Startups, Venture Capital and the Communist Party: how did this happen in China? The best analogy to describe the relationship of science and technology and the Chinese startup scene is to understand its parallels with the United States during the Cold War with the Soviet Union. During World War II, the U.S. mobilized scientists in a way no other country had. For 45 years – post World War II until the fall of the Soviet Union – the U.S. viewed science and technology as a strategic asset. We made major investments in it, understanding that establishing basic and applied science leadership was necessary for us to build advanced weapons systems to defend our country and deter and if necessary, wage and win a war with the Soviet Union.
These investments took the form of building national research organizations, several for basic science (NSF, NIH) and others for applied weapons research (DOD, DARPA, DOE, etc.) Research universities also became an integral part of the military ecosystem as the federal government pumped billions into supporting science.
Startups, entrepreneurship and commercial applications are happy byproducts of those military investments. For example, as the semiconductor business started, the largest customers for Fairchild’s and Texas Instruments new integrated circuits were the Apollo Guidance Computer and the guidance system for the Minuteman II ICBM.
China is following the same path...
Over the last three decades, to achieve strategic parity with the United States and to construct a modern military, the Chinese have made massive investments in building their science and technology infrastructure.
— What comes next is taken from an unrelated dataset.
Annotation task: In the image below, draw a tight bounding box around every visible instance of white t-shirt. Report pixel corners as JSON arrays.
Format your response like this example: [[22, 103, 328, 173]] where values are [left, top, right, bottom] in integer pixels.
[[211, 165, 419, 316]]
China has gone from a land-based army to one that can support its territorial claims to the South China Sea and Taiwan with anti-access/area-denial weapons. This evolution required a transition, moving from a reliance on the numerical superiority of its land army toward a force boasting sophisticated aircraft and naval platforms, precision- strike weapons, and modern C4SIR (Command, Control, Communications, Computers, Intelligence, Surveillance and Reconnaissance) capabilities. Its Second Artillery Corps not only controls China’s ICBMs, but also its short range missiles pointed at Taiwan, Vietnam, Philippines, and U.S. bases in Guam and Okinawa. And its new terminally guided ICBMs have put U.S. aircraft carriers in harms way in any regional confrontation. Its air force and navy have gone from a self-defense force to one that can project regional power effectively to the first island chain and beyond.
Building China’s Science and Technology infrastructure Science and startups have come a long way since the 1980’s when the Chinese government owned everything and controlled it through a central planning system. But before startups could happen, China’s basic science, technology and finance infrastructure and ecosystem needed to be built. Here’s how a national policy for science and technology emerged.
The majority of the science and technology programs are driven by MOST (Ministry of Science and Technology) and NSFC (National Natural Science Foundation). As we’ll see later, the MOF (Ministry of Finance) also has had a hand in funding new ventures.
The diagram below from OECD’s Report on China’s Innovation Policy puts the ministries involved in science in context. (Note that it does not show the military technology ministries.)
Science research infrastructure: National Key Laboratories Program, and the MOST program for the construction of research facilities, R&D databases, and a scientific research network
Development of human resources in science and technology: Programs for attracting returnees or overseas Chinese talent: from the Ministry of Education – the Seed Funds for Returned Overseas Scholars, Chunhui Program, and the Cheung Kong Scholar Program. From the Ministry of Personnel – the Hundred Talents Program. From the National Science Foundation – the National Distinguished Young Scholars Program.